For the spring 2026 Emilio Pucci show, Camille Miceli orchestrated an event that drew her devoted circle of friends and family, along with others lured by the allure of Sicilian sunshine, cannolis, and pasta alla Norma. The gathering took place on Ortigia, a charming island near Siracusa steeped in mythology. The show was set against the imposing arches of the Grotta dei Cordari, a location so dramatic it seemed a Greek chorus might appear at any minute. With her half-Italian heritage, Miceli skillfully captures the picturesque appeal. However, true to her Parisian roots, she maintains a critical distance. “Let’s be honest,” she quipped, “Sicily is a trend. Everyone wants to come here.”
With four years at the helm of the Florentine house, Miceli has found her rhythm. She blends archival prints with new interpretations with ease, infusing the collection with a cool, bohemian sensuality devoid of pretension. “Pucci is not pretentious,” she emphasized. “We’re not snobby. We’re approachable.” Her designs don’t require a manual to decode: they are instantly appealing and accessible. Feminine and joyful, her creations fill a void often found in fashion. Miceli’s formula of charm, clarity, and a deliberate absence of arrogance seems to be a success.
Emilio Pucci was inspired by Sicily long ago, capturing the island’s essence in 1950s prints, famously depicted in a photograph from Palermo’s Piazza Armerina, where a woman in a Pucci swimsuit blends with the mosaic backdrop. Miceli was captivated by Ortigia’s faded elegance: balconies encircling palazzos like crinolines, both theatrical and slightly worn. “I love the disused, decadent side,” she remarked, viewing it as more than an aesthetic—it’s a civic commitment in Sicily.
The collection, named Alba—Italian for dawn—reflects Miceli’s unique perspective where dawn refracts rather than breaks. Drawing from the literal Sicilian sunrise, colors inspired by Mount Etna are evident. A conceptual sunrise is also depicted; Olafur Eliasson’s artificial sun at the Tate Modern, which enveloped viewers in a glowing transcendence, might have influenced the creation of loose-knitted tunics with a hallucinogenic shimmer. Additionally, there’s the dawn following a long night out, as music fades and eyeliner smudges, ideal for the free-spirited Pucci en deshabillĂ©.
Miceli’s vision alternates between yogi and rave girl, embodying the duality that defines 2026 fashion. Sequined fringes flickered like controlled flames, a house signature now electrified, and “Fiamme” prints danced across the collection. Miceli also revisited Pucci classics: foulard dresses, pareos draped over sleek hips, and tops that reveal toned abs, with some pieces hinting at a darker edge.
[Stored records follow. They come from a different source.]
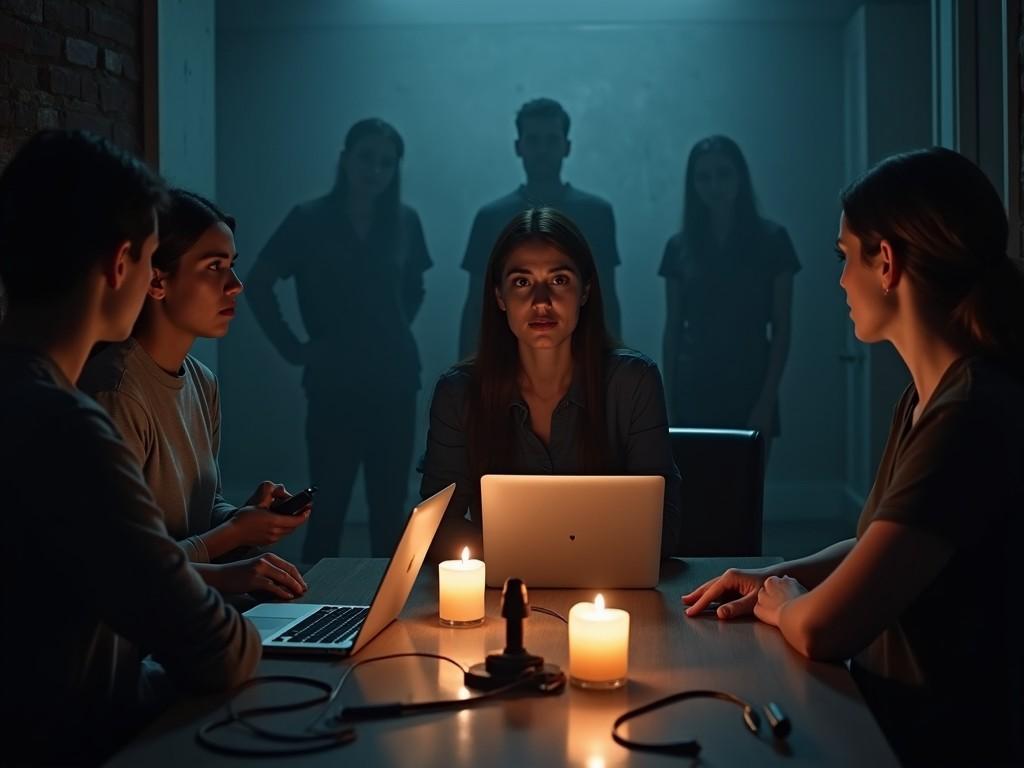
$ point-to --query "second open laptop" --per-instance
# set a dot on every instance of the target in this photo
(343, 630)
(587, 531)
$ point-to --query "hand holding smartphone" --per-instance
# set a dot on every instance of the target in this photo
(294, 504)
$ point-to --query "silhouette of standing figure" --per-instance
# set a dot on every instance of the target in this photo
(357, 257)
(543, 144)
(728, 296)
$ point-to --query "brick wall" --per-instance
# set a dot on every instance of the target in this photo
(70, 64)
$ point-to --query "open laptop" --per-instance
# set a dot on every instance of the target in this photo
(343, 630)
(589, 530)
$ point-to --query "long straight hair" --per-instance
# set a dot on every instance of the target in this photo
(386, 207)
(946, 225)
(495, 371)
(696, 215)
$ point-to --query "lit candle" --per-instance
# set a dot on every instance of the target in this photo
(599, 645)
(461, 584)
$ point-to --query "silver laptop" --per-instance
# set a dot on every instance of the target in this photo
(305, 628)
(572, 531)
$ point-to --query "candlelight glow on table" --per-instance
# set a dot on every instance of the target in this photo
(461, 587)
(599, 645)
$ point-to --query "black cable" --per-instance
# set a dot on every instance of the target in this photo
(315, 737)
(779, 723)
(549, 612)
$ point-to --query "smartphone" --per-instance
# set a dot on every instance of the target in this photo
(294, 504)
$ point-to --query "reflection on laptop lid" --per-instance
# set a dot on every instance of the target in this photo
(304, 628)
(572, 531)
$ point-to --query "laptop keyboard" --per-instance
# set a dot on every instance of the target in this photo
(329, 625)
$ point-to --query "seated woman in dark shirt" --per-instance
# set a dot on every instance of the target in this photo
(547, 393)
(925, 598)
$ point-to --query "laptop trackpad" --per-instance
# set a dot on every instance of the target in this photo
(270, 617)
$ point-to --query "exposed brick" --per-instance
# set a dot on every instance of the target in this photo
(127, 136)
(15, 34)
(44, 43)
(77, 104)
(66, 13)
(65, 82)
(81, 52)
(47, 118)
(112, 26)
(112, 61)
(130, 68)
(90, 88)
(25, 115)
(29, 9)
(86, 122)
(22, 75)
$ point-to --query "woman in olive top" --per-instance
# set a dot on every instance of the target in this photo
(547, 393)
(167, 404)
(925, 598)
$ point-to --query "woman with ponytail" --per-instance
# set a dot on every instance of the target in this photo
(924, 599)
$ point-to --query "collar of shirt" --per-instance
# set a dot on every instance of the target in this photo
(576, 395)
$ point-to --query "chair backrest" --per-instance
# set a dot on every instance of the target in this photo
(722, 491)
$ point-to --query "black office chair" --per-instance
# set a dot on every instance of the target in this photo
(722, 491)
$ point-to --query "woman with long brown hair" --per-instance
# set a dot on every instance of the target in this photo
(547, 392)
(925, 598)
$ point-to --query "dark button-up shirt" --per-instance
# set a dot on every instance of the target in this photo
(638, 438)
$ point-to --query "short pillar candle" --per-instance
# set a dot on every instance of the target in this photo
(462, 587)
(599, 645)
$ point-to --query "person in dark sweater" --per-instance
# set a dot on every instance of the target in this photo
(166, 406)
(548, 393)
(108, 585)
(925, 598)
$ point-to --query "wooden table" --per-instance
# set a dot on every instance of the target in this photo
(668, 652)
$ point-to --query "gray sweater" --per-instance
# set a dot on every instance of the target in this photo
(94, 579)
(171, 422)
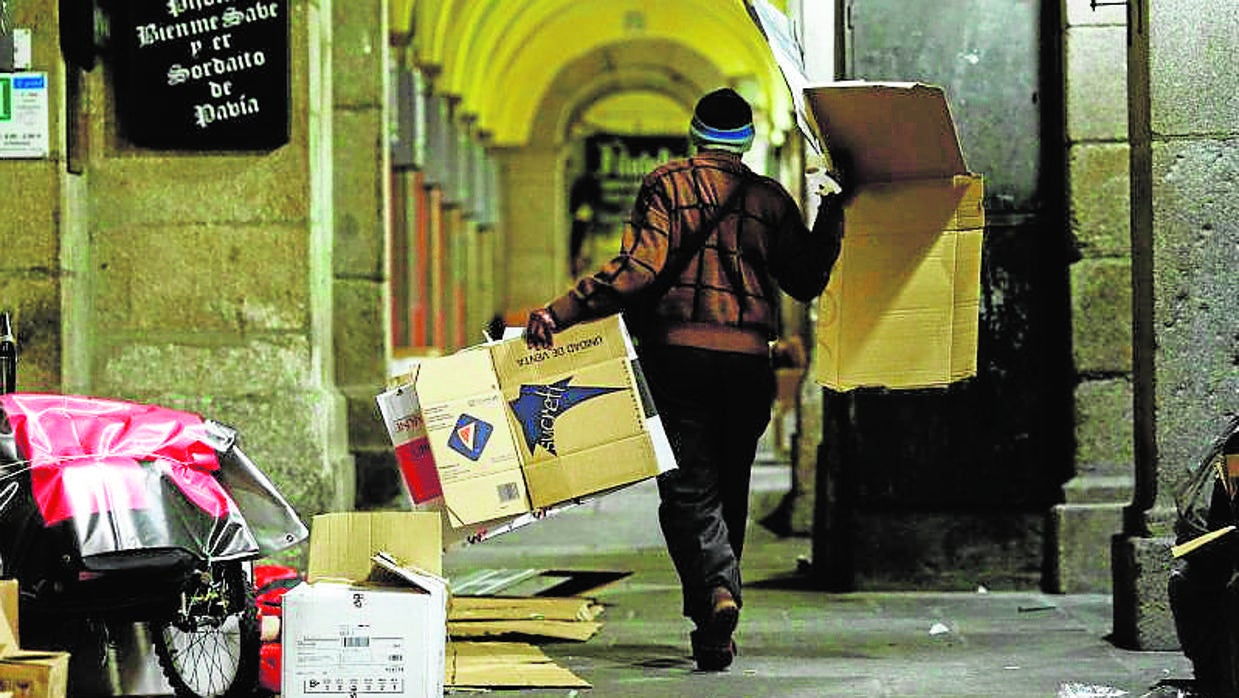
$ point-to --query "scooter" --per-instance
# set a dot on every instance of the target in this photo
(114, 513)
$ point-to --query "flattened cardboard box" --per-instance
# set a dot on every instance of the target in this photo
(343, 543)
(902, 308)
(514, 433)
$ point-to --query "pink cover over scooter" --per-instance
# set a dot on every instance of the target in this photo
(92, 455)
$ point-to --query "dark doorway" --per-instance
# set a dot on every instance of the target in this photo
(948, 489)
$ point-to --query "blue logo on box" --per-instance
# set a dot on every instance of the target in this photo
(538, 407)
(470, 437)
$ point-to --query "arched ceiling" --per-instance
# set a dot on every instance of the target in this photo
(502, 57)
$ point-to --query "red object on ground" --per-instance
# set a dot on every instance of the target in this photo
(270, 583)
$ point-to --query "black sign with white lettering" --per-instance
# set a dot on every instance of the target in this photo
(618, 163)
(202, 75)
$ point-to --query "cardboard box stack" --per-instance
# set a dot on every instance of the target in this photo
(368, 621)
(374, 616)
(499, 435)
(902, 305)
(26, 673)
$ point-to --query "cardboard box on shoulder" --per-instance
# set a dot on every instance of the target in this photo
(498, 435)
(26, 673)
(382, 631)
(902, 305)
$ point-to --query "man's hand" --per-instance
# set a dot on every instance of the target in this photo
(827, 175)
(540, 329)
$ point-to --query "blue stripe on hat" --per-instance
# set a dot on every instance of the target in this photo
(722, 135)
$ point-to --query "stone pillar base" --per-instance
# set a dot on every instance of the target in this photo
(1074, 534)
(1142, 618)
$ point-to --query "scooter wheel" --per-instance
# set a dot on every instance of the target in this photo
(213, 651)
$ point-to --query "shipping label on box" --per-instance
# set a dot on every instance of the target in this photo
(902, 308)
(517, 434)
(366, 640)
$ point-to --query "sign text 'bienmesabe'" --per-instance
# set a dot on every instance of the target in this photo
(205, 73)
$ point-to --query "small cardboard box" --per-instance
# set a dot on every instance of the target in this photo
(384, 635)
(902, 305)
(26, 673)
(30, 673)
(513, 433)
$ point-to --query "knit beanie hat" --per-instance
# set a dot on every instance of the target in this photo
(722, 120)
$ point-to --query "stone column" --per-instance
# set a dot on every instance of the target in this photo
(815, 22)
(535, 220)
(1094, 42)
(362, 308)
(212, 278)
(1185, 167)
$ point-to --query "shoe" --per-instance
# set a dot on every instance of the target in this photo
(724, 614)
(711, 657)
(713, 646)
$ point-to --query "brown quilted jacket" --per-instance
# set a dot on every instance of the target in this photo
(726, 296)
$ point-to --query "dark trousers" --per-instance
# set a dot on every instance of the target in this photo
(715, 407)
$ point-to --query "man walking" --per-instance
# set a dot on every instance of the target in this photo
(708, 248)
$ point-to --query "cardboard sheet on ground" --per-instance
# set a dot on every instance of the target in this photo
(498, 435)
(504, 665)
(533, 582)
(902, 308)
(534, 616)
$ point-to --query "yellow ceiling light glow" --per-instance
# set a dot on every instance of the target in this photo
(501, 57)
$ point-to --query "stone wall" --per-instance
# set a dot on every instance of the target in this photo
(35, 264)
(1094, 53)
(200, 280)
(1185, 164)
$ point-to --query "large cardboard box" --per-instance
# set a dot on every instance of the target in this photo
(499, 434)
(383, 635)
(902, 305)
(26, 673)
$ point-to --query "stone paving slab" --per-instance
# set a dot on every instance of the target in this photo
(797, 641)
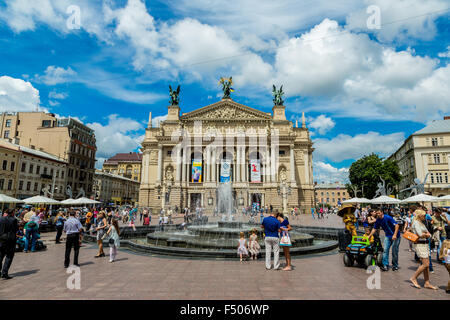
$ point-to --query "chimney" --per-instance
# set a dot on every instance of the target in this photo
(149, 120)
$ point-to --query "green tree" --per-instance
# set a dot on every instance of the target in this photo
(365, 173)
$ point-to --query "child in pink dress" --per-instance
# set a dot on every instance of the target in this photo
(242, 248)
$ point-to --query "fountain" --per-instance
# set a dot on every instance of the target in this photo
(219, 240)
(225, 201)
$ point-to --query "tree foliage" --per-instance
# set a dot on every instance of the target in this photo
(365, 173)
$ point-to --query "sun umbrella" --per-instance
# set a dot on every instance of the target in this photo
(420, 198)
(7, 199)
(40, 200)
(385, 200)
(84, 200)
(68, 201)
(352, 200)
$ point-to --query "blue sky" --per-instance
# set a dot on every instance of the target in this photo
(363, 90)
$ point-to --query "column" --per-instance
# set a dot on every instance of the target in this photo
(273, 168)
(214, 166)
(238, 164)
(292, 164)
(234, 166)
(306, 157)
(179, 165)
(158, 179)
(208, 165)
(183, 165)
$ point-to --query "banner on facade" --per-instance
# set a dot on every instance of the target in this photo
(255, 170)
(225, 171)
(197, 170)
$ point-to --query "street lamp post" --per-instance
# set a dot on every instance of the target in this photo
(284, 190)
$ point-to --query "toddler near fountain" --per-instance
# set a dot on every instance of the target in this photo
(253, 245)
(242, 248)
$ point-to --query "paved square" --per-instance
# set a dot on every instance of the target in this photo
(41, 275)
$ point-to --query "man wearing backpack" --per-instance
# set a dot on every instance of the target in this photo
(31, 234)
(8, 230)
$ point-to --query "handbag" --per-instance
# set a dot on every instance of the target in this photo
(408, 235)
(285, 240)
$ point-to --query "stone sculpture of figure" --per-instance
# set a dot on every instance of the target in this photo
(226, 87)
(69, 191)
(174, 96)
(283, 176)
(278, 96)
(355, 190)
(45, 191)
(169, 174)
(381, 191)
(81, 193)
(417, 187)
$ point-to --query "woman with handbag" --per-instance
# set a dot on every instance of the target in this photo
(285, 240)
(102, 224)
(422, 249)
(114, 240)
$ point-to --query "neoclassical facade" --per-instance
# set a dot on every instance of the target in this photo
(267, 159)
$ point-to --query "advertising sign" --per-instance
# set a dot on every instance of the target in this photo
(225, 171)
(197, 170)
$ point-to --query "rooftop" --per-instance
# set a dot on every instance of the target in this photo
(437, 126)
(37, 153)
(111, 175)
(336, 185)
(125, 157)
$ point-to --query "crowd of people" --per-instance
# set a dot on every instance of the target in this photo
(19, 230)
(430, 234)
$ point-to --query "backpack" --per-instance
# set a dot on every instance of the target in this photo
(32, 225)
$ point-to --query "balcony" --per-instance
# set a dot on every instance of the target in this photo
(46, 176)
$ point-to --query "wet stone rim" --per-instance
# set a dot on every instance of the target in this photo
(328, 241)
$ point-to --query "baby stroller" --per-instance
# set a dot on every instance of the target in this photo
(364, 252)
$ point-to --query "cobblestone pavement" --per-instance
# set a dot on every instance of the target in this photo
(41, 275)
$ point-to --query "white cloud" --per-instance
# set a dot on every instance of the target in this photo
(322, 124)
(118, 135)
(360, 77)
(157, 120)
(56, 75)
(400, 20)
(344, 147)
(25, 15)
(445, 54)
(57, 95)
(17, 95)
(325, 172)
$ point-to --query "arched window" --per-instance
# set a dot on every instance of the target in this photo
(196, 168)
(226, 167)
(254, 168)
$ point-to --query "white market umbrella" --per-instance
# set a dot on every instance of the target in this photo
(84, 200)
(385, 200)
(40, 200)
(420, 198)
(7, 199)
(68, 201)
(352, 200)
(356, 200)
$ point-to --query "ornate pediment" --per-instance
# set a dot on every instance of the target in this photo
(226, 110)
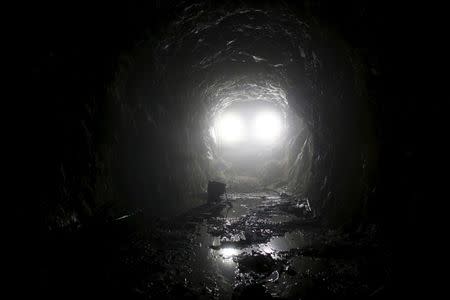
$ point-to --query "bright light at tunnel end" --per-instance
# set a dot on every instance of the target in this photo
(264, 128)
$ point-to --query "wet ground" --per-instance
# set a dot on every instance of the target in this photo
(252, 245)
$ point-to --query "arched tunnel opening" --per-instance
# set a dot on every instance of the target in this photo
(279, 103)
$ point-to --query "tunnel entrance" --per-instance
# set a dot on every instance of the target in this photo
(269, 99)
(250, 142)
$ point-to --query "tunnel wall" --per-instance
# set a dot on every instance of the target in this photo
(152, 153)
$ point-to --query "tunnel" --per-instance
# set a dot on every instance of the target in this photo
(286, 104)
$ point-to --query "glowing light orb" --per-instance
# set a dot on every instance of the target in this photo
(228, 252)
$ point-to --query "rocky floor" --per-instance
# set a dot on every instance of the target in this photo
(252, 245)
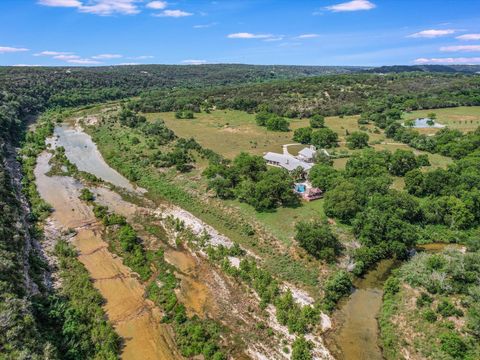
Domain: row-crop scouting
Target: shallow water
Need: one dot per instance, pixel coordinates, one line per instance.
(82, 151)
(136, 319)
(357, 336)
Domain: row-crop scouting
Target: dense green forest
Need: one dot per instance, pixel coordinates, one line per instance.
(438, 204)
(326, 95)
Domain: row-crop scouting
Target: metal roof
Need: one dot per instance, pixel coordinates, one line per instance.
(288, 162)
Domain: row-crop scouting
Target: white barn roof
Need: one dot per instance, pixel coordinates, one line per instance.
(307, 153)
(286, 161)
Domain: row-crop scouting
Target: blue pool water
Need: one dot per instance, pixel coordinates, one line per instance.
(300, 188)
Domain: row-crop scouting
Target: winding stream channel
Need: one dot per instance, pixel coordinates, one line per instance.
(135, 318)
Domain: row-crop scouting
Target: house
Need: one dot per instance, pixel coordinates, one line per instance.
(308, 154)
(307, 191)
(286, 161)
(424, 123)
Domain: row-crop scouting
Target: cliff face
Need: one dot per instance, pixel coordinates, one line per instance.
(19, 334)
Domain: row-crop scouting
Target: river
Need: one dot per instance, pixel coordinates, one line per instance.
(136, 319)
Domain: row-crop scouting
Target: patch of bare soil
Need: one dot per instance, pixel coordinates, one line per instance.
(135, 319)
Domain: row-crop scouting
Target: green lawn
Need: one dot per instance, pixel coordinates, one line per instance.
(281, 223)
(464, 118)
(229, 132)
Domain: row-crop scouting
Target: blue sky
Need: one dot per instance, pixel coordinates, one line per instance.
(316, 32)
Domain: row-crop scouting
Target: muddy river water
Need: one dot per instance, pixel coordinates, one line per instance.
(136, 319)
(357, 333)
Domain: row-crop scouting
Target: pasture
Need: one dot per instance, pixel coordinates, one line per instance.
(464, 118)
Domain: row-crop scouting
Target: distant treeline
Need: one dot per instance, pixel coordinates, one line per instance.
(327, 95)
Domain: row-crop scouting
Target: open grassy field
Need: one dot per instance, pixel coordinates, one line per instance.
(464, 118)
(229, 132)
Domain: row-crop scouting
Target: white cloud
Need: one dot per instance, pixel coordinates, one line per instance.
(9, 49)
(157, 5)
(107, 56)
(173, 13)
(194, 62)
(51, 53)
(141, 57)
(66, 57)
(432, 33)
(204, 26)
(83, 61)
(354, 5)
(464, 48)
(60, 3)
(469, 37)
(110, 7)
(307, 36)
(250, 36)
(98, 7)
(468, 61)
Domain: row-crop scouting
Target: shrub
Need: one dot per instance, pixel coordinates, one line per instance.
(86, 195)
(453, 345)
(318, 240)
(301, 349)
(317, 121)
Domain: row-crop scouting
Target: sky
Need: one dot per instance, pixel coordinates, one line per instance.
(287, 32)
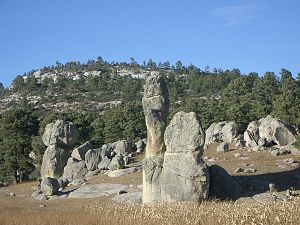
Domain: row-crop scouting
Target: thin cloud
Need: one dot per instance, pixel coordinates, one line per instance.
(234, 15)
Slip dresses evoked 1990s minimalism, while liquid jerseys revived the Marmo print. Fishnet, sequins, and antique gold accents firmly rooted the collection in night-time allure. The show concluded with Angelina Kendall adorned in a top made entirely of jewelry. In Miceli’s hands, Alba was not just about a new beginning but explored the nuanced space between endings and new possibilities, leaving one unsure whether to end the night or greet the day with a sun salutation. Pucci, for now, embodies both.